In Drinking let him avoid Claret, Champaigne
and all small French white wines. He may take a few
glasses of Port or Sherry and perhaps a little Spirits
and water as safely as any of them but with respect
to every kind of strong drink the strictest temperance
is absolutely necessary.


Sitting much at business is bad for your patient
and travelling much in an easy Carriage is always of
service in the Catarrhus Vesicæ.


You certainly expect that I should say something
about avoiding the feverish fits your patient is so liable



[Page 6]

to but I am a little at a loss to do this.
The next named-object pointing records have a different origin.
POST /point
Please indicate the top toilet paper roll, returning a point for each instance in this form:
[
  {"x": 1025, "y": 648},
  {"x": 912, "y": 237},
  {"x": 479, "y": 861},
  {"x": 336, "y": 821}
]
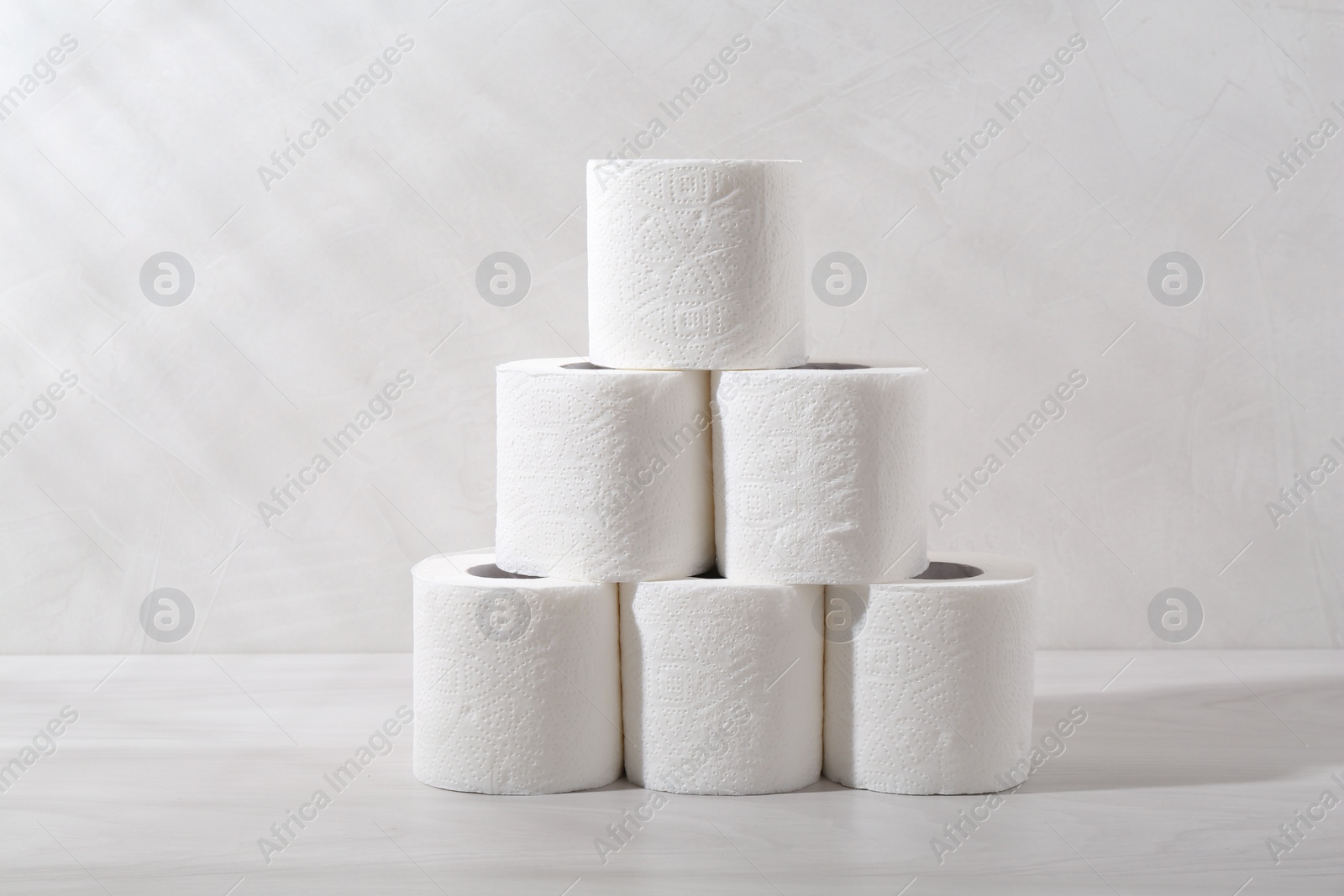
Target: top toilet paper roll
[
  {"x": 604, "y": 476},
  {"x": 820, "y": 473},
  {"x": 929, "y": 684},
  {"x": 696, "y": 264},
  {"x": 517, "y": 680},
  {"x": 721, "y": 685}
]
I expect that the
Uva Ursi even in this way will do a great deal for [I have?]
known it cure an Intermittent and together with this
I hope moderation in business a careful avoiding of cold
and much exercise in a Carriage will I hope secure
him from his feverish fits.


I have only to add what I should have said in the
beginning that your patients bearing Exercise of all
kinds so very well shows clearly that there is nothing
Nephritic or Calculous in his case.


If it shall be convenient for you to let me know
what further happens in this Case I shall be obliged to
you and I shall be very willing to contribute further any
thing in my power to his relief.

believe me to be with great esteem and regard
Dear Sir
Your faithful and most Obedient Servant
William Cullen
Edinr. 14th. April
1783

Notes:

1: By the French physician Joseph Lieutaud (1703-1780), published in two volumes at Amsterdam in 1765.

2: Cullen's early research was influenced by the writings of the German physician Friedrich Hoffmann (1660-1742). The reference is rather obscure, but Cullen may indicate Hoffmann's Observationum Physico-chymicarum selectiorum Libri III (Halle: 1722).